Dia 7: “O cristão não dá, ele devolve”

Porque tudo pertence a Deus: “Ao Senhor pertence a terra e tudo o que nela se contém, o mundo e os que nele habitam” (Sl 24.1). É próprio de Deus fazer isso conosco. É uma brincadeira pedagógica. Primeiro Ele nos dá porque é bondoso e gosta de dar. Mas Ele quer também nos ensinar o prazer que existe no ato de doar. Em Atos 20.35 Paulo disse: “Tenho-vos mostrado em tudo que, trabalhando assim, é mister socorrer os necessitados e recordar as palavras do próprio Senhor Jesus: mais bem-aventurado é dar que receber”. Muitas vezes colocamos a mão no bolso temerosos, querendo proteger o que é nosso. Temos o direito de escolha: nos prender ao prazer passageiro de ter ou descobrir um outro prazer bem mais duradouro, que é o
de dar. Esse ato torna a criatura mais semelhante ao Criador e Doador da vida.

É possível criar uma rede de proteção à criança e ao adolescente em risco sem a igreja?

Não, porque a igreja é capaz de transformar fruto finito em fruto eterno.

Terezinha e Daison são amigos até hoje. Pertencem à velha guarda que nos anos 80 organizaram a ação social da Igreja Presbiteriana de Viçosa, criando uma creche para crianças carentes. Certa ocasião foram visitar a Cida, que um mês antes havia recebido uma caixa enfeitada contendo roupas para o enxoval do bebê que teria. Embora usadas, as roupinhas estavam em ótimo estado.

Terezinha e Daison entraram no barraco de pau-a-pique. Cida, de resguardo, não se sentia em condições de manter o ambiente limpo. Olhando ao redor, os dois visitantes constataram surpresos o destino que as roupas tiveram: estavam enfiadas nos buracos da parede onde o barro já se desprendera. Terezinha, querendo resgatar alguma peça para a criancinha, pediu que Cida trouxesse a caixa. Ao abri-la, se deparou com mais uma surpresa. O que salvou a situação foi o bom humor do Daison, que exclamou: “Que bonitinho,
seis ratinhos, todos vestidinhos em cor-de-rosa!”

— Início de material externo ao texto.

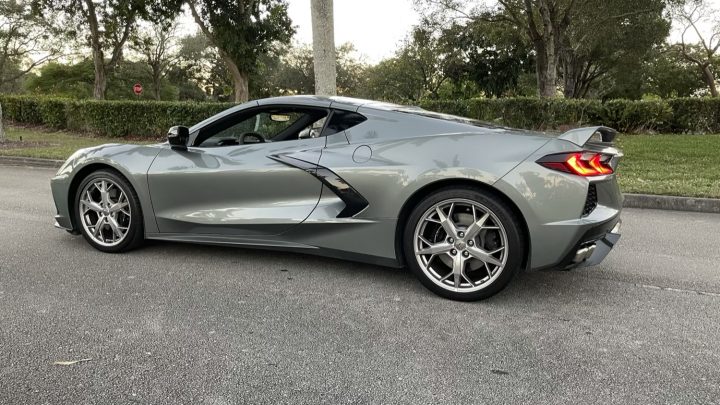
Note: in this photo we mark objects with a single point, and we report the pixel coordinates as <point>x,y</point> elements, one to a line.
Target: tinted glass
<point>341,121</point>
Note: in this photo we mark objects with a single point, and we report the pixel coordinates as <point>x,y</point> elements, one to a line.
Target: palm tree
<point>324,47</point>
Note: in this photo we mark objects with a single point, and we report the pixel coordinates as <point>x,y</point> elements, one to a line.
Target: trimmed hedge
<point>109,118</point>
<point>680,115</point>
<point>153,118</point>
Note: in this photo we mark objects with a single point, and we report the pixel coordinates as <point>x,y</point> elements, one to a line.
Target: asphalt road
<point>174,323</point>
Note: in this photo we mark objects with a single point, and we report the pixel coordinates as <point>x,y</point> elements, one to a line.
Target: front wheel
<point>463,243</point>
<point>108,212</point>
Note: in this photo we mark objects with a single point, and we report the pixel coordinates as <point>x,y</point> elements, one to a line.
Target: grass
<point>46,144</point>
<point>683,165</point>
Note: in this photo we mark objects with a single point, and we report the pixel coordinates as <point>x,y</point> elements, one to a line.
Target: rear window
<point>445,117</point>
<point>342,121</point>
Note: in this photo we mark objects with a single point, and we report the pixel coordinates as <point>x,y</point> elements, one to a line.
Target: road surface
<point>175,323</point>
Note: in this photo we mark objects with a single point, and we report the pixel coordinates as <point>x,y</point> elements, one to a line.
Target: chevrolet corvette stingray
<point>463,204</point>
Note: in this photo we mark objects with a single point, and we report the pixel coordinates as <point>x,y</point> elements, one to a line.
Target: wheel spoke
<point>476,226</point>
<point>115,227</point>
<point>446,222</point>
<point>458,268</point>
<point>483,256</point>
<point>92,205</point>
<point>107,200</point>
<point>118,206</point>
<point>437,248</point>
<point>444,254</point>
<point>97,227</point>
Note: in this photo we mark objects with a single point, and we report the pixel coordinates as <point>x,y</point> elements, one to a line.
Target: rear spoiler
<point>580,136</point>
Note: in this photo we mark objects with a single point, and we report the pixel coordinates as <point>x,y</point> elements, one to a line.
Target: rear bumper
<point>592,248</point>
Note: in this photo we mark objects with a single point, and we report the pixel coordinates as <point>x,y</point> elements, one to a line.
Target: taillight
<point>581,163</point>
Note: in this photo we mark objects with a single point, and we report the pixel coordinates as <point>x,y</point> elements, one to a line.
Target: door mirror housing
<point>178,137</point>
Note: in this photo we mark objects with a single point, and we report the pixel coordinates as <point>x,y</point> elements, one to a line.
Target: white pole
<point>324,47</point>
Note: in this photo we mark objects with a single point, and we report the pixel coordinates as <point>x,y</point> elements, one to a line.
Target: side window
<point>341,121</point>
<point>272,125</point>
<point>313,130</point>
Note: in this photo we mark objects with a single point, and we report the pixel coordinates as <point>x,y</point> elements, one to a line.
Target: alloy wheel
<point>460,245</point>
<point>105,212</point>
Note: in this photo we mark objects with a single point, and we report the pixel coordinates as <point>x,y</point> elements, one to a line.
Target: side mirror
<point>178,137</point>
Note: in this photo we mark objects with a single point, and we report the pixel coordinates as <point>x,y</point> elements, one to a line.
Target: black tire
<point>135,233</point>
<point>510,223</point>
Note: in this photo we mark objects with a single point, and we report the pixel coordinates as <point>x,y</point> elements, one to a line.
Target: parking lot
<point>175,323</point>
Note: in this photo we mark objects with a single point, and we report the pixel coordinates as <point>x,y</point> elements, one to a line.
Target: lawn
<point>684,165</point>
<point>40,143</point>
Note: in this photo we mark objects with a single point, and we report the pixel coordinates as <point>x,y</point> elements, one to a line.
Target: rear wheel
<point>108,212</point>
<point>463,243</point>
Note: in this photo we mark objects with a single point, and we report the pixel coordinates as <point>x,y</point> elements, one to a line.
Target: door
<point>226,183</point>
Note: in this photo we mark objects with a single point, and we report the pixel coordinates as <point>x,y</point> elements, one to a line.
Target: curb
<point>666,202</point>
<point>32,162</point>
<point>646,201</point>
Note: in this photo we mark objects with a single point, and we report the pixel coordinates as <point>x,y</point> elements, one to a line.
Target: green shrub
<point>109,118</point>
<point>153,118</point>
<point>679,115</point>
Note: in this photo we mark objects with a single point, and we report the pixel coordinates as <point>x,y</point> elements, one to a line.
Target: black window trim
<point>193,142</point>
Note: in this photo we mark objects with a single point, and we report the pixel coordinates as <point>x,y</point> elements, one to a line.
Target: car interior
<point>275,124</point>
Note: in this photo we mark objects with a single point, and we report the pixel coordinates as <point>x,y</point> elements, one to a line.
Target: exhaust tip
<point>584,253</point>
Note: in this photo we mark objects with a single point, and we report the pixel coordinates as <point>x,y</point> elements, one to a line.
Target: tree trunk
<point>240,81</point>
<point>156,82</point>
<point>100,82</point>
<point>709,80</point>
<point>2,130</point>
<point>324,47</point>
<point>546,70</point>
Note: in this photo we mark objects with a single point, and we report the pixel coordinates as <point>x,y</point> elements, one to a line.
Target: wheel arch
<point>430,188</point>
<point>78,177</point>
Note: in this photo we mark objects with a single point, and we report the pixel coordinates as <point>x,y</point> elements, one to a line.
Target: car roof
<point>325,101</point>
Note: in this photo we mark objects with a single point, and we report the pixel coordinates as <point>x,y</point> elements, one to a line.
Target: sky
<point>377,27</point>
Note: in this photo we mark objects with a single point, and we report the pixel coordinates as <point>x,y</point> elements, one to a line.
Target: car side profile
<point>463,204</point>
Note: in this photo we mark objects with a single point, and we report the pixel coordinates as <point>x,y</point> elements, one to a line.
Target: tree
<point>493,56</point>
<point>242,31</point>
<point>324,47</point>
<point>667,74</point>
<point>200,64</point>
<point>26,41</point>
<point>691,17</point>
<point>294,72</point>
<point>554,28</point>
<point>157,46</point>
<point>107,25</point>
<point>619,49</point>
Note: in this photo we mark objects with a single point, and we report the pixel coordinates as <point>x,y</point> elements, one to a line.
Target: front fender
<point>131,161</point>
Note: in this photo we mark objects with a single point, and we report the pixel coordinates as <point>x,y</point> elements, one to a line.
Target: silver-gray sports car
<point>464,204</point>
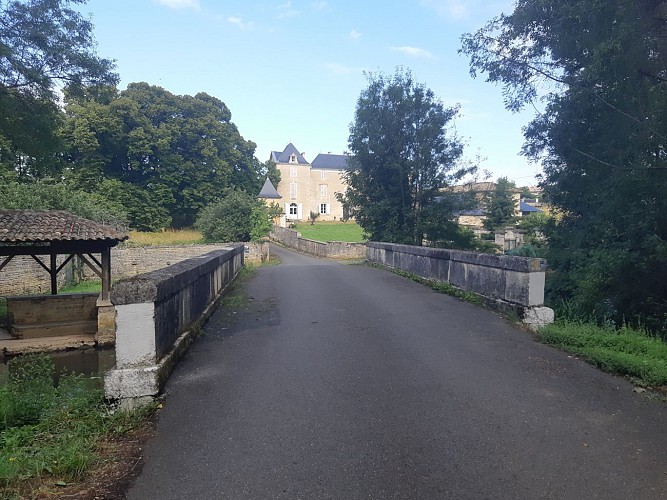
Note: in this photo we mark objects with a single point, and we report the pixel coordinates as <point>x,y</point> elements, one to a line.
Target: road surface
<point>346,381</point>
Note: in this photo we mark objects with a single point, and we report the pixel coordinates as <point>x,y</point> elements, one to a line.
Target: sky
<point>292,70</point>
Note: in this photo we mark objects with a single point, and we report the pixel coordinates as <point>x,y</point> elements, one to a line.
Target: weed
<point>53,430</point>
<point>623,351</point>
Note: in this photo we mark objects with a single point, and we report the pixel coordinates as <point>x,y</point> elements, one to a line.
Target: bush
<point>238,216</point>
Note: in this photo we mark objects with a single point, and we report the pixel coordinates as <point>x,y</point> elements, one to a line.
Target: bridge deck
<point>345,381</point>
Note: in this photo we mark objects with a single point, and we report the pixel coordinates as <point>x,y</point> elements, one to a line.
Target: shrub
<point>237,216</point>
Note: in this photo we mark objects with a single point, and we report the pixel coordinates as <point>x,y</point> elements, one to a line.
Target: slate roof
<point>268,191</point>
<point>283,157</point>
<point>525,207</point>
<point>336,162</point>
<point>40,226</point>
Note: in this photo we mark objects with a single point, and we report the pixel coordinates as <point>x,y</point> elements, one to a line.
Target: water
<point>88,362</point>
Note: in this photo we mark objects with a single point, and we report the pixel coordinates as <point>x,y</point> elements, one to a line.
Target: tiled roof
<point>268,191</point>
<point>337,162</point>
<point>33,226</point>
<point>283,157</point>
<point>525,207</point>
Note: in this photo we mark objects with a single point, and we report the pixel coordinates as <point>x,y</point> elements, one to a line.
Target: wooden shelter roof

Se a pessoa não estiver interessada em mudança, de dentro para fora, nossas boas ações vão sempre acabar como aquelas lindas roupinhas — tapando buracos. Muitas pessoas usam histórias como a da Cida para justificar a não-ação: “Insistir com esse povo é ‘dar pérolas aos porcos’”. Querem crer que histórias como essa constituem a regra, e não a exceção. (Veja a história da Marisa, p. 3.) Precisamos lembrar sempre o quanto Deus insiste conosco.

Por outro lado, a nossa ação tem de conjugar a sensibilidade misericordiosa (ver a necessidade da pessoa) com o discernimento espiritual (chamar a pessoa a assumir a sua responsabilidade pessoal diante de Deus).

É nesse aspecto que a igreja tem uma grande tarefa que só ela pode realizar: transformar frutos finitos em frutos eternos. Ela precisa estar ativamente engajada em transformar o conflito em reconciliação, o ódio em amor, o desespero em esperança, o imediatismo em visão de longo alcance, incluindo uma visão do
eterno, o abandono em aconchego com Deus, o medo em confiança, o perdido em salvo.

Por isso a igreja conta com três armas: a palavra, a intercessão e a ação em amor. Dessas três, a primeira tem sido usada extensivamente em detrimento das outras duas. Por essa razão a palavra de salvação tornase palavra vazia ou palavra de julgamento, à semelhança dos famigerados fariseus que tanto se opuseram a Jesus.

De que forma a sua comunidade de fé acolhe as “Cidas” que ali buscam guarida? Quem intercede pela Cida? Que tipo de ação é feita para ajudá-la a desejar mudança — mudança milagrosa e integral, que a transforma inteira, de dentro para fora e de fora para dentro?